The music between its three stages ran nonstop for nine straight hours, but the vibe was as laid-back and unfussy as ever. The lineup was loaded with niche acts who often aren't easily categorized. The organizers, sponsors and concessionaires were almost all local and independent. And the cost for a ticket was on par with a parking fee at other big summer concerts.
But don't just take this reviewer's word for it that the Roots, Rock & Deep Blues Festival is consistently the coolest and most enjoyable music-led block party in Minneapolis.
"This festival is just a really well-oiled machine," veteran Iowa picker William Elliott Whitmore raved Saturday afternoon to the RRDB fans dancing to his Southern rocky band Middle Western outside the Hook & Ladder Theatre.
"In my opinion, this is the best festival put on in the cities," Colin Campbell of the Shackletons added an hour later to a crowd that bulged out the open garage doors of the Mission Room, a new, smaller sister space to the nonprofit venue.
Housed near the corner of E. Lake Street and Minnehaha Avenue in south Minneapolis, the Hook & Ladder took over the ninth annual Roots, Rock & Deep Blues marathon two years ago after the event went through several transformations. It originated simply as the Deep Blues Festival, then evolved into the block-party format helmed by the sorely missed Harriet Brewing.

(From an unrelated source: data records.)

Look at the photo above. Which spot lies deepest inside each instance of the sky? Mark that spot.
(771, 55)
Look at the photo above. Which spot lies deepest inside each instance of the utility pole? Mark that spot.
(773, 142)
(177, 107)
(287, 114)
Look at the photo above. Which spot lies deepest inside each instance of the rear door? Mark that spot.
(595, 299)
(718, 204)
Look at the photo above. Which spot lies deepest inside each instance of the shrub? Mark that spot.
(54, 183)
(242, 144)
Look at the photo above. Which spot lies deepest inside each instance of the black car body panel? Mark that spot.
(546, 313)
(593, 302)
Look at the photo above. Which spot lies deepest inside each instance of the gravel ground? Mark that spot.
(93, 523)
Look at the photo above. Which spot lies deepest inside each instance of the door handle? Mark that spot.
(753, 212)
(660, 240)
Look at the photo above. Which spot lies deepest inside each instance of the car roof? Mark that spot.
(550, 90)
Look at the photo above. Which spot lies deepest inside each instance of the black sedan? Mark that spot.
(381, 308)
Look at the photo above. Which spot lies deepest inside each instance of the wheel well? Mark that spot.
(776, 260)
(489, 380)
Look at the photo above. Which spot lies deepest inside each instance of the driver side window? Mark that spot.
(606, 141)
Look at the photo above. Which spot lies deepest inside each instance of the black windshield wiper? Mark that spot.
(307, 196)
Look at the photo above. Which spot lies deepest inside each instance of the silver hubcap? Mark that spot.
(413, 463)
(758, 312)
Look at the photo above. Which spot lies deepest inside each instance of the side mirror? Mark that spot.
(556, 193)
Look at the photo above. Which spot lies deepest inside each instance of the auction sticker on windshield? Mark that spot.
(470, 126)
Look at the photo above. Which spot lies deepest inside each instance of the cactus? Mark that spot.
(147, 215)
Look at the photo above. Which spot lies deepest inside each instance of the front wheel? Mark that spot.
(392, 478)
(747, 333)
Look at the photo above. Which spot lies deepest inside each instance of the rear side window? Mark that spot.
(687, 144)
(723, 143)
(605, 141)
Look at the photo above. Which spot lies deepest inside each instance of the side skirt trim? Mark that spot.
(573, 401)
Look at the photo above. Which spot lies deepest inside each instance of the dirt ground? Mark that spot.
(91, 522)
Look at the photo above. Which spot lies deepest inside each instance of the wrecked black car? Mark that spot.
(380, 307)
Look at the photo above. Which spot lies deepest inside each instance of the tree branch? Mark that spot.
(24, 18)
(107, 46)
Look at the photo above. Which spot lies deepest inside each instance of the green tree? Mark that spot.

While the H&L team has stayed true to the fest's bluesy roots — Muddy Waters, Howlin' Wolf and Buddy Guy songs were all still covered Saturday — it has expanded the lineup to also include a vague but somehow sensible mix of Americana, country and rootsy punk performers.
In fact, the last act to perform at this year's festival was the indie-rock power trio Gully Boys, a band of hard-cranking young women who probably would've been a better fit at last month's Rock the Garden music fest. Here, though, they helped draw a fresh crowd to see RRDB regular Erik Koskinen on the next stage over, just as fans of the twangy guitar and songwriting maestro took a gander at the Gully Boys.
A sign of its more varied but viable approach, Saturday's RRDB opened with sets by 92-year-old jazz and blues piano plunker Cornbread Harris and twentysomething folk-rock strummer Siri Undlin, aka Humbird. Each were among the day's highlights, too.